The United Kingdom (UK) has listed Uganda, Ethiopia, Rwanda, and South Sudan including other 65 developing countries as beneficiaries of a new bilateral trade deal that cuts import taxes on hundreds of products from some of the world’s developing countries to boost trade links. However, it left out Kenya since it was upgraded from the group of the least developed countries.

The UK has opened a window for Kenyan goods such as apparel and agricultural products to enjoy lower or zero tariffs despite being a Lower Middle-Income economy.

The new pact under the Developing Countries Trading Scheme (DCTS) has allowed the three countries including Uganda which is Kenya’s regional top trading partner, to import goods from Kenya and re-export them duty-free into the UK. Under the deal, Kenya’s neighbors which are classified as Least Developed Countries (LDCs) will be able to buy goods in Kenya and export the finished goods to the UK.

“This means that LDCs are able to participate in value chains involving materials from 95 countries and still export their final products to the UK duty-free,” said the UK.

According to a policy paper issued by the State Secretary for the UK’s Department of International Trade, Anne-Marie Trevelyan, the scheme will offer lower tariffs and simpler rules of origin requirements for products exported to the UK.

The deal is seen as a fresh effort to cushion the UK economy with its trading partners after Brexit.

Kenya is classified as a lower-middle income by the World Bank, which the new British scheme does not apply to. The scheme also does not apply to Low Income Countries (LIC) and Lower-Middle-Income Countries (LMIC) with a free trade agreement with the UK.

Two years ago, Kenya signed a trade agreement with Britain to ensure the uninterrupted flow of goods between the two nations after Britain transitioned out of European Union trading arrangements.

“The (new scheme) does not apply to countries classified by the World Bank as upper-middle income for 3 consecutive years, or to LICs and LMICs with a Free Trade Agreement (FTA) with the UK,” says the report.

The 2020 Kenya UK deal granted Kenyan goods duty-free and quota-free access for Kenyan exports to the UK. Britain is one of Kenya’s most important trading partners, absorbing most of its tea, cut flowers and fresh vegetables exports.

The UK market accounts for 43 percent of total exports of vegetables from Kenya as well as at least 9 percent of cut flowers.

Top goods imports to the UK from Kenya in 2020 were tea, coffee, and spices (Ksh18 billion), vegetables (Ksh11.7 billion), and cut flowers (Ksh8 billion). In return, it supplies machinery, cars, pharmaceuticals, and electronics.
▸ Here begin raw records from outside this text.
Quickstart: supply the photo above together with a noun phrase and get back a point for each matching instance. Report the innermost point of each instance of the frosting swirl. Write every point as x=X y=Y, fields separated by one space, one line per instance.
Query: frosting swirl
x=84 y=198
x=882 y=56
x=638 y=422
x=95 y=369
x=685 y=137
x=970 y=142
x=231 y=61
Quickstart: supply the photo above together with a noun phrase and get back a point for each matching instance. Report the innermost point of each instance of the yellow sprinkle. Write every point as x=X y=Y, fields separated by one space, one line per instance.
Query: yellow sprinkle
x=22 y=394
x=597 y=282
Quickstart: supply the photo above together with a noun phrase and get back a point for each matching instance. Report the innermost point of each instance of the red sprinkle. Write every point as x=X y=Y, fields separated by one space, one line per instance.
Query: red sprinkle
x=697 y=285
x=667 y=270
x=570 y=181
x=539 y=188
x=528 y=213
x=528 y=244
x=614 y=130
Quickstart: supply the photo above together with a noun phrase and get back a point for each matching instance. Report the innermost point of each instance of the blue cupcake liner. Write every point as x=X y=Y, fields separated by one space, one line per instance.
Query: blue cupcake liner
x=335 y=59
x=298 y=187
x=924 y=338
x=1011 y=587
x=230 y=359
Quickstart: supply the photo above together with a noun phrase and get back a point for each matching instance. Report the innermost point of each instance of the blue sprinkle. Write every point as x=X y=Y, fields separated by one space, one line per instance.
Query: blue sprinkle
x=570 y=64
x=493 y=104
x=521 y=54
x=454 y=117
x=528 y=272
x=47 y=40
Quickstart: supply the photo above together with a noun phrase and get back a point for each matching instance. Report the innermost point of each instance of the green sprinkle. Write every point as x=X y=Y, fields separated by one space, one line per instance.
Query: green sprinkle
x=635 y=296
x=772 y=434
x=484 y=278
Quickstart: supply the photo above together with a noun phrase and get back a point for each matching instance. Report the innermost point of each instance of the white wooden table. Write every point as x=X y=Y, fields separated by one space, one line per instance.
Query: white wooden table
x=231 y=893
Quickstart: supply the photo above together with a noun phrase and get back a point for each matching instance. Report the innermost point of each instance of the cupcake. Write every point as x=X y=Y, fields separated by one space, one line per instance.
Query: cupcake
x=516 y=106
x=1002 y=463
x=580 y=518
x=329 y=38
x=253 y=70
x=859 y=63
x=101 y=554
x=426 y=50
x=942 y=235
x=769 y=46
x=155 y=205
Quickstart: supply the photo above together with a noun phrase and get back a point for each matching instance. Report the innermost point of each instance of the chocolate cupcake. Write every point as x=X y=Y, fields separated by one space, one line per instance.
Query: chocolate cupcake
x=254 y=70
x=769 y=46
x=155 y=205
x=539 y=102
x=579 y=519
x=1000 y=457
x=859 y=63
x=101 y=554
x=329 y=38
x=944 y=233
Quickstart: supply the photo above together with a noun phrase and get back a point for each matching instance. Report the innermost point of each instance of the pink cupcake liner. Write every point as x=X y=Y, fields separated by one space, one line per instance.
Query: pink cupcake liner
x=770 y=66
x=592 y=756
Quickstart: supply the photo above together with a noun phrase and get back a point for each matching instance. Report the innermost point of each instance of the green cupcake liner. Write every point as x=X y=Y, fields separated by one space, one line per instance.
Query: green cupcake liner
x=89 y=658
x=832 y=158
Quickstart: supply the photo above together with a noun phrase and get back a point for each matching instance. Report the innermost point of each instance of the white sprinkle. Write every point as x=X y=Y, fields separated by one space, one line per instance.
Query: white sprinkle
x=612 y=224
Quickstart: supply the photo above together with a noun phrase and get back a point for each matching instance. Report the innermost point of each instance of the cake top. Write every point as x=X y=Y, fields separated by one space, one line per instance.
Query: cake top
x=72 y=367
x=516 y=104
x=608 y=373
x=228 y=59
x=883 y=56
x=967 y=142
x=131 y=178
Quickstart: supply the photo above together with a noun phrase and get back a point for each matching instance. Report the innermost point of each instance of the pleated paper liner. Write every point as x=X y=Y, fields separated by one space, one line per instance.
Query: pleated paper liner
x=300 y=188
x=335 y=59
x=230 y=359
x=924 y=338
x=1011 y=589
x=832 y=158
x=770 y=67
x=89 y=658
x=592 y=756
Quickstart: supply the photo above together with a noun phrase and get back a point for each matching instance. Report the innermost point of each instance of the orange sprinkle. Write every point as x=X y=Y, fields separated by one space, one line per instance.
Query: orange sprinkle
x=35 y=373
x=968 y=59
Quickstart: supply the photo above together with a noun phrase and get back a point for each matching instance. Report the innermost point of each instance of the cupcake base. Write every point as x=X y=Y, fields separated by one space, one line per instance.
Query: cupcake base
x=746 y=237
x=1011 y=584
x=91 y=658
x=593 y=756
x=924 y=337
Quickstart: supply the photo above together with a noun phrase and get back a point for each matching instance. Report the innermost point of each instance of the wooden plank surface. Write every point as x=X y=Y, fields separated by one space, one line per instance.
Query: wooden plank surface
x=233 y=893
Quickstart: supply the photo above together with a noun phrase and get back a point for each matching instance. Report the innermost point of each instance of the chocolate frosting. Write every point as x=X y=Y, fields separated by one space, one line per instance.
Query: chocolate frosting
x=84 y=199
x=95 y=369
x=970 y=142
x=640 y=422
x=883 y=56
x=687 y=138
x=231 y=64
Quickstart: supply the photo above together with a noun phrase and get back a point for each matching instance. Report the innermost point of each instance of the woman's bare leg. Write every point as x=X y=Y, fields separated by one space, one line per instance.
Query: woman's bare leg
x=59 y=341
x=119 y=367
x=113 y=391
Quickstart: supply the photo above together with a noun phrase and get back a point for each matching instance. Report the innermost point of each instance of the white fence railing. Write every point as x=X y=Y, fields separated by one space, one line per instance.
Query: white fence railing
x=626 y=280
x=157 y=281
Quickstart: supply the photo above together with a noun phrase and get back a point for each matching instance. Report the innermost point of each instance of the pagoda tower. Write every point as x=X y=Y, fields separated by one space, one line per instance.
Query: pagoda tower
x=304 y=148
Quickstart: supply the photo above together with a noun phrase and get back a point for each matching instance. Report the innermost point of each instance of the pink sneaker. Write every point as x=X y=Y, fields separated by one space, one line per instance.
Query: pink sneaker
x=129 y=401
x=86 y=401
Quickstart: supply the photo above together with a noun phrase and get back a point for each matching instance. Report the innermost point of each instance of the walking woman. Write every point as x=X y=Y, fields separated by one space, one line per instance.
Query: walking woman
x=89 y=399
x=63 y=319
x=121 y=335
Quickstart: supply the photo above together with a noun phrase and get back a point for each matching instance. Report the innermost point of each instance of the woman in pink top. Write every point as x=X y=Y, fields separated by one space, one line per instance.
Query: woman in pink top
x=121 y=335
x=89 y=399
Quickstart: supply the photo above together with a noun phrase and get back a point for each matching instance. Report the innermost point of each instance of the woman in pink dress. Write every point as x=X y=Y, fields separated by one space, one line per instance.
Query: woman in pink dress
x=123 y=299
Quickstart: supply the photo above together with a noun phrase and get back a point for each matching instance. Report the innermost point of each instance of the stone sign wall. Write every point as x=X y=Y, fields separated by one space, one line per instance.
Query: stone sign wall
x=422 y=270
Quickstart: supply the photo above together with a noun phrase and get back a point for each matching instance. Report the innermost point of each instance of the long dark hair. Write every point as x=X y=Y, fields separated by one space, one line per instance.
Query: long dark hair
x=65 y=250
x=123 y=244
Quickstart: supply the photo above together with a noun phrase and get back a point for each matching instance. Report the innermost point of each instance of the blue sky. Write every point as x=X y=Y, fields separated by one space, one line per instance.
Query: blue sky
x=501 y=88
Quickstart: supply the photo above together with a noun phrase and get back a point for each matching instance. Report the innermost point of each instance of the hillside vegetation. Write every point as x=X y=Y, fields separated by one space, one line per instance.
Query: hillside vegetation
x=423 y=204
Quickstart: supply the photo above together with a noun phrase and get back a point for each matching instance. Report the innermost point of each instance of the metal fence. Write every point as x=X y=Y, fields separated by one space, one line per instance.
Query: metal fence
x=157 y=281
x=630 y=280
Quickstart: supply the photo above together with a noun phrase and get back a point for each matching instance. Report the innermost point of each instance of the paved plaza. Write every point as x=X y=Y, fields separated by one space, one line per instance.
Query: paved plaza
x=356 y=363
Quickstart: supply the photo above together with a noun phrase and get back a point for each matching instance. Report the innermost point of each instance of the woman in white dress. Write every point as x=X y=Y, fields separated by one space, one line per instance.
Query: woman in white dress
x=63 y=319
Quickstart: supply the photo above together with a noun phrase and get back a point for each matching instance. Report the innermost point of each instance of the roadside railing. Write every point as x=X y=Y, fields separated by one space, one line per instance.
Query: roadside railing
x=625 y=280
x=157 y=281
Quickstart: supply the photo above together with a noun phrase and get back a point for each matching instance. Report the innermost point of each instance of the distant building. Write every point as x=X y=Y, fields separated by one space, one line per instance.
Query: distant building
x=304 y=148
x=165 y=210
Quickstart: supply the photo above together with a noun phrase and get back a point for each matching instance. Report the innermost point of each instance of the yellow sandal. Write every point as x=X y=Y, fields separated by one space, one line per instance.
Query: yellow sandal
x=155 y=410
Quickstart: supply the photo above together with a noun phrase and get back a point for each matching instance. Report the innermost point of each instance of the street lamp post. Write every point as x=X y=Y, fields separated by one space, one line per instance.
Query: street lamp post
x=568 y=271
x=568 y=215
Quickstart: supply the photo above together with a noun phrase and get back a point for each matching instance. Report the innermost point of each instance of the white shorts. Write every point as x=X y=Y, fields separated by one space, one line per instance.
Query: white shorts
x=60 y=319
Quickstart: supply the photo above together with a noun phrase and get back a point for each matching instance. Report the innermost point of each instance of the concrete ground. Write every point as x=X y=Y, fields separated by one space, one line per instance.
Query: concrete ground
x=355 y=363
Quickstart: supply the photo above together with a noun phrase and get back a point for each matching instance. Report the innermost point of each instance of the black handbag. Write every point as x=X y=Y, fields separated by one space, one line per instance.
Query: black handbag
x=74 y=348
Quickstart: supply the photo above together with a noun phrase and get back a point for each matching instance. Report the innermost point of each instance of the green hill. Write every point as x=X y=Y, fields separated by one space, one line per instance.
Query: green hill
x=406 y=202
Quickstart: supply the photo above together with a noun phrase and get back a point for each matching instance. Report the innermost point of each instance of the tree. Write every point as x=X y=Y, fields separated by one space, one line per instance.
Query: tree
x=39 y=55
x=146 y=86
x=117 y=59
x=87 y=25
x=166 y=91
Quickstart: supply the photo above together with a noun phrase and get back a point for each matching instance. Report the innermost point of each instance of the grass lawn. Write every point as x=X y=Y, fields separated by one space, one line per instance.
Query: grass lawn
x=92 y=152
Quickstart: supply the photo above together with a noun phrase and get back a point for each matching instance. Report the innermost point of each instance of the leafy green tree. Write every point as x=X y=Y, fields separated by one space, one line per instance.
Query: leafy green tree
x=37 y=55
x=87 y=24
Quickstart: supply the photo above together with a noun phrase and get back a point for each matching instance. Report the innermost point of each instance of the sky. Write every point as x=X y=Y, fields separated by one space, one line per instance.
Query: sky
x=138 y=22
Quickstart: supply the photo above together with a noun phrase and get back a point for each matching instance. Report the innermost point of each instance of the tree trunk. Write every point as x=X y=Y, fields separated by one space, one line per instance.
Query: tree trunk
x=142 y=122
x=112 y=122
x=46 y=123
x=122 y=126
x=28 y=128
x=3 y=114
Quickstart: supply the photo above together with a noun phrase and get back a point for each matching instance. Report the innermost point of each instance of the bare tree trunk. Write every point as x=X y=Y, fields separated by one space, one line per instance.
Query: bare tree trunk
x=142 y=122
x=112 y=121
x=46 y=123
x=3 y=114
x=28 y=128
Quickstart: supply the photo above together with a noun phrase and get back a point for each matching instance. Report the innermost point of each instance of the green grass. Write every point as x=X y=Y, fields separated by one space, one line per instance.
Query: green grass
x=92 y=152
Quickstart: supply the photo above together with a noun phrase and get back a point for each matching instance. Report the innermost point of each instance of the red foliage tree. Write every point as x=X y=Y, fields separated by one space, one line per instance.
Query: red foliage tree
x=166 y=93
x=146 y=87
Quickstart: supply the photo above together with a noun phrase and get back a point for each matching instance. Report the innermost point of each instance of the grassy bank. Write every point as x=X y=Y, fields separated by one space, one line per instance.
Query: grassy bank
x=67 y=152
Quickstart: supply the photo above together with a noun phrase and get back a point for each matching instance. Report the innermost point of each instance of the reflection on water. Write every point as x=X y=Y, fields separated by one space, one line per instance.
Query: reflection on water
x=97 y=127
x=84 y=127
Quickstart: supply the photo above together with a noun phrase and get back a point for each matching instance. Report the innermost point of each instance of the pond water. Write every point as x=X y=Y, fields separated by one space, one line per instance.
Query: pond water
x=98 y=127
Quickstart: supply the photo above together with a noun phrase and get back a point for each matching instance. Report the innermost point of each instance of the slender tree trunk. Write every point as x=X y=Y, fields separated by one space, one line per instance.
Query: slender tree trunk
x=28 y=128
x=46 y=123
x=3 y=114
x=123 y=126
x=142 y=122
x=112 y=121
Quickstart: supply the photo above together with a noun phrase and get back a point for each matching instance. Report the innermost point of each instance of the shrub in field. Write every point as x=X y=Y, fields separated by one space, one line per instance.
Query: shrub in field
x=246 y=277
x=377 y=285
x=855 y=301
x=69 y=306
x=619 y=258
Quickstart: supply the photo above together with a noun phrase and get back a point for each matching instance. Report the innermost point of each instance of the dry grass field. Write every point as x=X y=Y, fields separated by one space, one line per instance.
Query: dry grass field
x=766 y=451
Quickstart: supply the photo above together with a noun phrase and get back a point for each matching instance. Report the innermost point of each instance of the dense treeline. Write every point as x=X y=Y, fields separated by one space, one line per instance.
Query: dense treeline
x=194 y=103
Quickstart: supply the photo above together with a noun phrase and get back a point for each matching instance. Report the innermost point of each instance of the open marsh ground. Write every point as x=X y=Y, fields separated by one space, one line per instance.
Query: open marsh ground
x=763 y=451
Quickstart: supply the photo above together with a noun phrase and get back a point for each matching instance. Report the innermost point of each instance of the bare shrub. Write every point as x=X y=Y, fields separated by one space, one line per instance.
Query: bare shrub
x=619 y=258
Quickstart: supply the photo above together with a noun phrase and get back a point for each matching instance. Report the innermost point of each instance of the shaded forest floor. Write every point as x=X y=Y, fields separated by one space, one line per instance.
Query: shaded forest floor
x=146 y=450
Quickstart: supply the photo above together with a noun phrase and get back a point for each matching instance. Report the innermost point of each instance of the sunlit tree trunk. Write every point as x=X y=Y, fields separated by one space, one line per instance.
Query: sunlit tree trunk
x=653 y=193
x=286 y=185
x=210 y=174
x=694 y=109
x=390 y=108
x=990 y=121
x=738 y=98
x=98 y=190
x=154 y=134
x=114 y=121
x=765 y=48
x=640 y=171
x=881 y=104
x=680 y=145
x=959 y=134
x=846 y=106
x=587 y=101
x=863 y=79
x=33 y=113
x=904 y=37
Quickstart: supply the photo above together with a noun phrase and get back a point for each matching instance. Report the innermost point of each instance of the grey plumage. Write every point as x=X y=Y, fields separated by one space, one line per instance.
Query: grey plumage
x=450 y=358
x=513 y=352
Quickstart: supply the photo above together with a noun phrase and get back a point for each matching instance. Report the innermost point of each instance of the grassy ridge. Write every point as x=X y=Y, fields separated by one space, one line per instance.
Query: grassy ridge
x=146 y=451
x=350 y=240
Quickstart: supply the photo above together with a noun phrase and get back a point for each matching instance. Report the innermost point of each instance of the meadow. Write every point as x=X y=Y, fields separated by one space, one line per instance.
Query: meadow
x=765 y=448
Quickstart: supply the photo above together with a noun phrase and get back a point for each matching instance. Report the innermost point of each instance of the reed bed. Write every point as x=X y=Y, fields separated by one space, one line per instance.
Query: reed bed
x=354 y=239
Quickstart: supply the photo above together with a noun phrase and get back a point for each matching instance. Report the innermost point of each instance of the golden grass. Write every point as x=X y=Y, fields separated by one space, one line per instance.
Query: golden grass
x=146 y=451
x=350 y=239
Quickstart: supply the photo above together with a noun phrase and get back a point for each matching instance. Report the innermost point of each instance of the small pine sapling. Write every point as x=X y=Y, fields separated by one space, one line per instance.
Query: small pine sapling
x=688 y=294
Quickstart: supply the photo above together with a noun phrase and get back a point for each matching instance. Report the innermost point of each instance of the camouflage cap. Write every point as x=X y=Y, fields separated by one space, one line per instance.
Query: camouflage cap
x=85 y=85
The latest pact comes at a time British corporate giants such as British luxury carmaker Land Rover, Standard Chartered Bank, British American Tobacco (BAT), and Unilever are struggling to fend off a stiff challenge from the more aggressive and flexible rivals.

Until the end of the Brexit transition period, Kenya enjoyed duty-free, quota-free access to the UK’s markets through the EU’s Market Abuse Regulation (MAR).